Four red vectors are given, one per quadrant, $[0,90^\circ)$,
$[90^\circ,180^\circ)$, etc.
A rigid *star* of six green vectors separated by $60^\circ$
can be positioned at
$(\theta,
\theta+60^\circ,
\theta+120^\circ,
\theta+180^\circ,
\theta+240^\circ,
\theta+300^\circ)$.
The goal is to spin the green star so that the red vectors are centralized
in green sectors as much as possible.
Define the *deviation* $\delta(r)$ of a red vector $r$ as the larger of the
(absolute value of the) two
angles from the red vector to the boundaries of the green sector in which it lies.
I want to minimize the largest red deviation.

For example, let the red vectors be at $(0^\circ, 90^\circ, 180^\circ, 270^\circ)$. Then choosing $\theta=15^\circ$ yields a deviation of $45^\circ$ for all red vectors. For example, $\delta(0^\circ) = \max \{ 15^\circ, 45^\circ \}$.
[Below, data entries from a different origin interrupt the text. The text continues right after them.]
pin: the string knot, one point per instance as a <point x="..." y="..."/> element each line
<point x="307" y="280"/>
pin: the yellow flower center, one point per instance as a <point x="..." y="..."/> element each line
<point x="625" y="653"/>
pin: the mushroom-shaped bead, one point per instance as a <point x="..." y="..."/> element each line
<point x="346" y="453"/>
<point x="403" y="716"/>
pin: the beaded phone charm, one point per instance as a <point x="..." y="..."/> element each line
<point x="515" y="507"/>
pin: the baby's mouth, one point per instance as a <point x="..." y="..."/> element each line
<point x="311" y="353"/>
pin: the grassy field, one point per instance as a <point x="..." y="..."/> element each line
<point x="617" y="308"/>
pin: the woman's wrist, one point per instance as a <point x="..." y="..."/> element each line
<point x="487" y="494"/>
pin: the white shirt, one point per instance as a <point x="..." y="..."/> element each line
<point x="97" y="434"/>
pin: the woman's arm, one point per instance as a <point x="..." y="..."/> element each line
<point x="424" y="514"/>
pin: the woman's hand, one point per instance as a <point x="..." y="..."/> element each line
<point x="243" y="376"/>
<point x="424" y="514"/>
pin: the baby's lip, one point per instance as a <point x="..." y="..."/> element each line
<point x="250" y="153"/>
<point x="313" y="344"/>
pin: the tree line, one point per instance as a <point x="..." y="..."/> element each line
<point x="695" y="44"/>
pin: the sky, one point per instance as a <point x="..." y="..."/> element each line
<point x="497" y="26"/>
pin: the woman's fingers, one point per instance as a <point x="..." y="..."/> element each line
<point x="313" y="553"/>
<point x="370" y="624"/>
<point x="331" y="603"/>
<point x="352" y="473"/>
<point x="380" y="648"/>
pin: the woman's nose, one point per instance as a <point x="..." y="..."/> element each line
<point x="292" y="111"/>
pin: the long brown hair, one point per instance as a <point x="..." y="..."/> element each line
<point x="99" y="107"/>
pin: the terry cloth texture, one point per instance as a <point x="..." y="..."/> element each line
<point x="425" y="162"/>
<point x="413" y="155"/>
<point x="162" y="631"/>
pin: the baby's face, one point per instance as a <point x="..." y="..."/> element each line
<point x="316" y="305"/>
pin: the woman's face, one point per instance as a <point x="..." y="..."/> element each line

My question is: What is the largest deviation of any four red vectors? I thought it might approach $60^\circ$, but it seems that perhaps $52.5^\circ$ is the worst ($52.5^\circ = 7 \pi / 24$).

The problem generalizes to $k$ red vectors and $m > k$ green sectors. Likely the logic to establish the answer for $(k,m)=(4,6)$ will work for any $(k,m)$.